HALIFAX -- The brightest minds in science are hard at work on a coronavirus vaccine, including scientists at a lab in Dartmouth, N.S.

When the COVID-19 pandemic began, researchers at IMV quickly transitioned from working in cancer research to focusing on a COVID-19 vaccine.

The biotech firm now has a vaccine candidate that just completed animal trials.

“Now we do the next step, which is get the vaccine ready for delivery into people,” says Marianne Stanford, the vice-president of research and development at IMV.

“We do the safety studies and the studies that really moves us from pre-clinical, into clinical.”

That means 84 human volunteers will soon be needed for trials to take place this summer.

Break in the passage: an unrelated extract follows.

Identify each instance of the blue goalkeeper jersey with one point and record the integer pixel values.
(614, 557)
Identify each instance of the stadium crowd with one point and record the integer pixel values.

“If the vaccine is proven to be safe and effective, you move quickly into the next phase of clinical study and then everything will hopefully be data driven from there,” says Stanford.

The work at IMV is just one of the projects being overseen by the Canadian Center for Vaccinology in Halifax.

Another project -- born out of a partnership with a Chinese vaccine manufacturer and the National Research Council of Canada -- was recently approved by the federal government to conduct Canada's first clinical trials.

“Our hope is that we'll get the final approvals we'll need within the next week or so,” says Dr. Scott Halperin, the director of the Canadian Center for Vaccinology.

Once they get the approvals, there will be three phases of tests in humans.

“First, we'll be doing the study in healthy adults who are between 18 and 55 years of age,” says Halperin.

“Then, after we see some preliminary safety in those individuals, we'll be moving on to enrolling volunteers who are 65 to 85 years of age.”

A final phase would test the effectiveness of the vaccine.

Halperin says government could then fast-track the vaccine to get it to Canadians as soon as possible.

Dr. William Harless is the head of the biotech firm Encyt in Membertou, N.S. He says his company has transformed its work in treating pancreatic cancer into a treatment for those who have contracted COVID-19.

“The challenge we face now, is finding the location where we can actually prepare the drug for sterile intravenous infusion,” says Harless.

The company is working in tandem with Dr. Myron Szewczuk, an immunologist and professor at Queen's University in Kingston who has done a substantial amount of research connected to the theory behind the treatment, showing positive results in animal trials.

Encyt has applied to both the FDA and Health Canada to test the medication on a small number of COVID-19 patients.

“Just 10 patients, just to see if there's any evidence for efficacy, and to see if it's safe,” says Harless.